ABSTRACT

This chapter aims to help young people decide whether enhanced cognitive behaviour therapy (CBT-E) will be the most suitable treatment for them. It outlines the two main strands of thinking on the best way to treat these ailments, respectively based on the disease model and the psychological model. As CBT-E is based on the psychological model, to be successful, the patient needs to be educated and empowered, as opposed to a passive recipient of treatment imposed by others. Hence, this chapter goes into cognitive behaviour theory in some detail. According to this theory, a distinctive self-evaluation scheme, i.e., the overvaluation of shape, weight, eating and their control, is of central importance in maintaining eating disorders (anorexia nervosa, bulimia nervosa, binge-eating disorder and other similar states). The other specific clinical features of eating disorders appear to derive directly from this core feature and, in turn, maintain in a state of continuous activation the preoccupation with and overvaluation of shape, weight and eating control.
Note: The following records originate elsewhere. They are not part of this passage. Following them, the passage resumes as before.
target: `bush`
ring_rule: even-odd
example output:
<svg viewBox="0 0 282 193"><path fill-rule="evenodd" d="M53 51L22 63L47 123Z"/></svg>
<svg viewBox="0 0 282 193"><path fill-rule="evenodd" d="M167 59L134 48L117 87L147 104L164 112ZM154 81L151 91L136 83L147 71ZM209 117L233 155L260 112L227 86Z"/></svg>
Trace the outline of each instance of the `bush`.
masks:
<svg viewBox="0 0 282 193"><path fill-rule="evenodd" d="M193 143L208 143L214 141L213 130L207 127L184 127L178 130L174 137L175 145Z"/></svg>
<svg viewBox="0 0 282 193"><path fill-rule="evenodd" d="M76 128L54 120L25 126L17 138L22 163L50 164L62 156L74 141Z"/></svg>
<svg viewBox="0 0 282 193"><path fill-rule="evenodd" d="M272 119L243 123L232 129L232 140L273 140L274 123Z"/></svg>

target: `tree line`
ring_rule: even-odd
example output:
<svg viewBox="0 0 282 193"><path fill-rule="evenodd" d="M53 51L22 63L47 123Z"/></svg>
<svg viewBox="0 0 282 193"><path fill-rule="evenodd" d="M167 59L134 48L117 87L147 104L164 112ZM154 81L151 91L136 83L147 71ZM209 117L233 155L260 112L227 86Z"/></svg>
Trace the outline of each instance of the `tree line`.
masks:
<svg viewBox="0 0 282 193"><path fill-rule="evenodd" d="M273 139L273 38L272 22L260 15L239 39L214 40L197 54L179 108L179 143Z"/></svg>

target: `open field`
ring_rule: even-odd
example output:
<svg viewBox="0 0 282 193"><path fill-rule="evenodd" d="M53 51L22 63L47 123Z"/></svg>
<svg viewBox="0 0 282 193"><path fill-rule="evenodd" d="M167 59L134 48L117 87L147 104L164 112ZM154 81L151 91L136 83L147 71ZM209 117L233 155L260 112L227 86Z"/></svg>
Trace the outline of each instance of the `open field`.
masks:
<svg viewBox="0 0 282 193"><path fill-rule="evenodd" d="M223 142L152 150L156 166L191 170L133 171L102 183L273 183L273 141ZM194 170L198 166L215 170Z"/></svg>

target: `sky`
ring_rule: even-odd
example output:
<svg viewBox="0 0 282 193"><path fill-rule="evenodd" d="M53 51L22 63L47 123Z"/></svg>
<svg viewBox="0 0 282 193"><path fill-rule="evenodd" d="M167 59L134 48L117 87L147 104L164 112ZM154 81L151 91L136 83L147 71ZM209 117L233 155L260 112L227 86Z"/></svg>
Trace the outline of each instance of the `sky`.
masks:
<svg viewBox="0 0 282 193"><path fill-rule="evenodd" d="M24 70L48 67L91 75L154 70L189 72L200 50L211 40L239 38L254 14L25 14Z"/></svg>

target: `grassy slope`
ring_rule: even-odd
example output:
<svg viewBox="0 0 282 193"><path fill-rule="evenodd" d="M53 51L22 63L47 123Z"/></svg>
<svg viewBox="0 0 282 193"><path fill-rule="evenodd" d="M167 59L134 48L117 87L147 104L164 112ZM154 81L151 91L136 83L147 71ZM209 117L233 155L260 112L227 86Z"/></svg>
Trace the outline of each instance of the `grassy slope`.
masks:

As a result, the eating-disorder mindset becomes locked in place in the sufferer’s mind. This chapter discusses how these psychological and behavioural processes operate and provides an overview of CBT-E, which is used to treat the processes operating in each young person in a personalised and flexible way. Adolescent patients are actively involved in the treatment, while parents are recruited as “helpers” with the aim of creating an environment that facilitates their child’s change. CBT-E for adolescents has been evaluated in several studies on patients aged between 13 and 19 years. The promising results obtained from these studies has led the National Institute for Health and Clinical Excellence to recommend CBT-E for adolescents as an alternative to family therapy for both anorexia nervosa and bulimia nervosa.